Note that we do not offload IO to workers when doing I/O that the caller will synchronously wait for, just when the caller actually can do IO asynchronously. That reduces the need to avoid the offload cost.

It turns out, as some of the results in Lukas' post show, that the offload to the worker is often actually beneficial particularly when the data is in the kernel page cache - it parallelizes the memory copy from kernel to userspace and postgres' checksum computation. Particularly on Intel server CPUs, which have had pretty mediocre per-core memory bandwidth in the last ~ decade, memory bandwidth turns out to be a bottleneck for page cache access and checksum computations.

Edit: Fix negation

zX41ZdbW|9 months ago

The usage in ClickHouse database: https://github.com/ClickHouse/ClickHouse/blob/d2697c0ea112fd...

Aside from a few problems in specific Linux kernel versions, it works great.

nu11ptr|9 months ago

Is this new async.
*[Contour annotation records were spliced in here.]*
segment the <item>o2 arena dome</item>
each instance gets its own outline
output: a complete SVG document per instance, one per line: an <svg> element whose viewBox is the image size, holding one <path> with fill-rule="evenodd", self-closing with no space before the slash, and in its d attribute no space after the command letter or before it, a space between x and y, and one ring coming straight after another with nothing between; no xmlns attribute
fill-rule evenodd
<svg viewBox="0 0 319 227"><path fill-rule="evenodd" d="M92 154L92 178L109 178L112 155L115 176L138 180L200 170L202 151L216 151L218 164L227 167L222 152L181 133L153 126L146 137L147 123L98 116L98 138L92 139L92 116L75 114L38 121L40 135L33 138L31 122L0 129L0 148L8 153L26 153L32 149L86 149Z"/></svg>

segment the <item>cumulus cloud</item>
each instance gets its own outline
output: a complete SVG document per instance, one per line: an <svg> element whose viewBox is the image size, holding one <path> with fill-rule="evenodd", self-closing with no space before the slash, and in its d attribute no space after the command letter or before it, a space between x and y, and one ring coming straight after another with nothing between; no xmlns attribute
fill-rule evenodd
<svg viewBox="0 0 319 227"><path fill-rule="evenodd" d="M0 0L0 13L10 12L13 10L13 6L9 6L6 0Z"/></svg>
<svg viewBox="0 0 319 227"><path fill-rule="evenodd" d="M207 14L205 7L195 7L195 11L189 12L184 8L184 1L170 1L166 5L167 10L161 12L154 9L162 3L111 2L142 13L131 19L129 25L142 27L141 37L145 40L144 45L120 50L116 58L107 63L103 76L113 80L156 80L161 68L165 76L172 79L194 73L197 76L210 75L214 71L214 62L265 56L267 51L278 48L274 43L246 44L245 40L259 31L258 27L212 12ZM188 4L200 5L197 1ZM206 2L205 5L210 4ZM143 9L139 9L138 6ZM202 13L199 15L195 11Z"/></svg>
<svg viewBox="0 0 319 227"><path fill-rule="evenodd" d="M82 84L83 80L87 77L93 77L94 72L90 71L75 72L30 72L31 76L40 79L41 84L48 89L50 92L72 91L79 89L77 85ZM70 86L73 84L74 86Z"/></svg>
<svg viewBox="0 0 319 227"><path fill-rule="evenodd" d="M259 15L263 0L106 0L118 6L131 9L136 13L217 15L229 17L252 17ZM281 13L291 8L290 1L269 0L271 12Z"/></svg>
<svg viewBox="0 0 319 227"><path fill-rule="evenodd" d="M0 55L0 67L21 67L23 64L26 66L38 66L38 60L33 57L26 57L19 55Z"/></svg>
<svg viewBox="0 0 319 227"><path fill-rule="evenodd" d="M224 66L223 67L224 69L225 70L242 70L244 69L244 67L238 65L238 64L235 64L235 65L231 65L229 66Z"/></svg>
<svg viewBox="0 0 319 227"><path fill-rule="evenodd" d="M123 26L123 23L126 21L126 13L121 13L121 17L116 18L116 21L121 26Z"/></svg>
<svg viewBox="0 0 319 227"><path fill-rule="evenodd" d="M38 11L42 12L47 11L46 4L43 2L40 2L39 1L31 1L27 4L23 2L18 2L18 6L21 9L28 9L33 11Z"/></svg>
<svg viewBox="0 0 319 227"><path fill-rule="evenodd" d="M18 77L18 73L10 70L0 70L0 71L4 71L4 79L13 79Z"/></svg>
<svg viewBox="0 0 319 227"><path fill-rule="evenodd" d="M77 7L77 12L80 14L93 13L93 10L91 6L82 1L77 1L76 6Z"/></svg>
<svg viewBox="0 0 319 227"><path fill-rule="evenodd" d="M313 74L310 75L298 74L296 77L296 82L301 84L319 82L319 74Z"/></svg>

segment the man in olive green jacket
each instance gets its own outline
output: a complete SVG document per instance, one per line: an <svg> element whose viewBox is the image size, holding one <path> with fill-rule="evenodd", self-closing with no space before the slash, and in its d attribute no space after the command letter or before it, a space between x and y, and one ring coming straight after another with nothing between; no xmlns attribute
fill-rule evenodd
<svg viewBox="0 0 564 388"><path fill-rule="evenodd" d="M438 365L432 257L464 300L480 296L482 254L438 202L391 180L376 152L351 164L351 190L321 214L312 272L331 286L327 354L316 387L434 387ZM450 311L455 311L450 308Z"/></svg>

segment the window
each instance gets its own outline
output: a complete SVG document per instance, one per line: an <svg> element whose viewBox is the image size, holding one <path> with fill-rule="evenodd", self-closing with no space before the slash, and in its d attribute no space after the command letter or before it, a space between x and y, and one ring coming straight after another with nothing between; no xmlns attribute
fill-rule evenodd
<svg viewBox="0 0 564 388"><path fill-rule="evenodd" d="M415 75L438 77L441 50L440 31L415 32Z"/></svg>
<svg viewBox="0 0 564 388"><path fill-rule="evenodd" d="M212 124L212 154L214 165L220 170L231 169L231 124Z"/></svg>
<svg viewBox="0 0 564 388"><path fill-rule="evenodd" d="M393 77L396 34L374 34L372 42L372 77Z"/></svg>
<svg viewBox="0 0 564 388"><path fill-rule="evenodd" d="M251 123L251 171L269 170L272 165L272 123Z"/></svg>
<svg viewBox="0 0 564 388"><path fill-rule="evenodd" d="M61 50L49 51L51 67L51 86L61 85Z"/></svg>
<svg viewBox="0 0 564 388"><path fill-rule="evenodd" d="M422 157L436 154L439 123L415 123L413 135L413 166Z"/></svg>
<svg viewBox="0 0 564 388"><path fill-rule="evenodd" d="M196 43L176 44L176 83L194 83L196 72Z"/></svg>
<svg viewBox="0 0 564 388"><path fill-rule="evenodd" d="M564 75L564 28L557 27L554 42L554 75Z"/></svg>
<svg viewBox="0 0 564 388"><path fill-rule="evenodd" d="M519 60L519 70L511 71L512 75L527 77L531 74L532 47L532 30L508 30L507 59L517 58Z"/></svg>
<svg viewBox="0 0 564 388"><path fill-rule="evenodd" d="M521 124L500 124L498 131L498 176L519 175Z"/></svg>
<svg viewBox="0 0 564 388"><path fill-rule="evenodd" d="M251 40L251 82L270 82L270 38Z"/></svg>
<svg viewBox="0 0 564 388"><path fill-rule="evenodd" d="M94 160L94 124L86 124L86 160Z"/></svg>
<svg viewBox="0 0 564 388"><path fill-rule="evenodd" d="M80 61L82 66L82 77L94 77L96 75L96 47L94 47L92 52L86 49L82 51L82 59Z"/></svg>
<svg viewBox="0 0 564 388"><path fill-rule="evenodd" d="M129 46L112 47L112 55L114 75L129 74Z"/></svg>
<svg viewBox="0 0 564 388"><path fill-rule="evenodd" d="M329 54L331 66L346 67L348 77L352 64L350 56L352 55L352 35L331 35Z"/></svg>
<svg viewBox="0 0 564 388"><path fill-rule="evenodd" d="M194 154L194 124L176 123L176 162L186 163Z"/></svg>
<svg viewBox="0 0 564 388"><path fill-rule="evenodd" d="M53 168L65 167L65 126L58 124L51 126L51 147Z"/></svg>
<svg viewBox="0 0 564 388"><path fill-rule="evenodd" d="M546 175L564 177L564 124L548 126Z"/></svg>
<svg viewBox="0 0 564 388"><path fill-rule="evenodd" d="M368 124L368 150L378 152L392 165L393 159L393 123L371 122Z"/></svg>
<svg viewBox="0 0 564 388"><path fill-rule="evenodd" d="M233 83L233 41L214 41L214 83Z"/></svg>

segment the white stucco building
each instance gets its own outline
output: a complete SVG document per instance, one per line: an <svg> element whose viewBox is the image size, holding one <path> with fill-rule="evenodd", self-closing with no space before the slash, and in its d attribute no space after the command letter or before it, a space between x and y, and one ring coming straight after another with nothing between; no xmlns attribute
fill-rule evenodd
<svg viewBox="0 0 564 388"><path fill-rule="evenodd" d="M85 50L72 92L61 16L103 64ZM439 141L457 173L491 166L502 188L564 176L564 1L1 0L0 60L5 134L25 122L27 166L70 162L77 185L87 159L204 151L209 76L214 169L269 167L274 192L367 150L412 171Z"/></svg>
I/O feature for Linux only?

I know Windows has IOCP and also now an IORing implementation of its own (Less familiar with macOS capabilities other than POSIX AIO).

https://learn.microsoft.com/en-us/windows/win32/api/ioringap...

Update: Most of the comments below seem to be missing the fact that Windows now also has an IORing implementation, as I mentioned above. Comparison article here:

https://windows-internals.com/ioring-vs-io_uring-a-compariso...

macdice|9 months ago

I am not a Windows guy but I (with help) managed to get IOCP working for this in a basic prototype. Will share publicly soon. I also sketched out an IoRing version (if you are interested in helping debug and flesh that out let me know!).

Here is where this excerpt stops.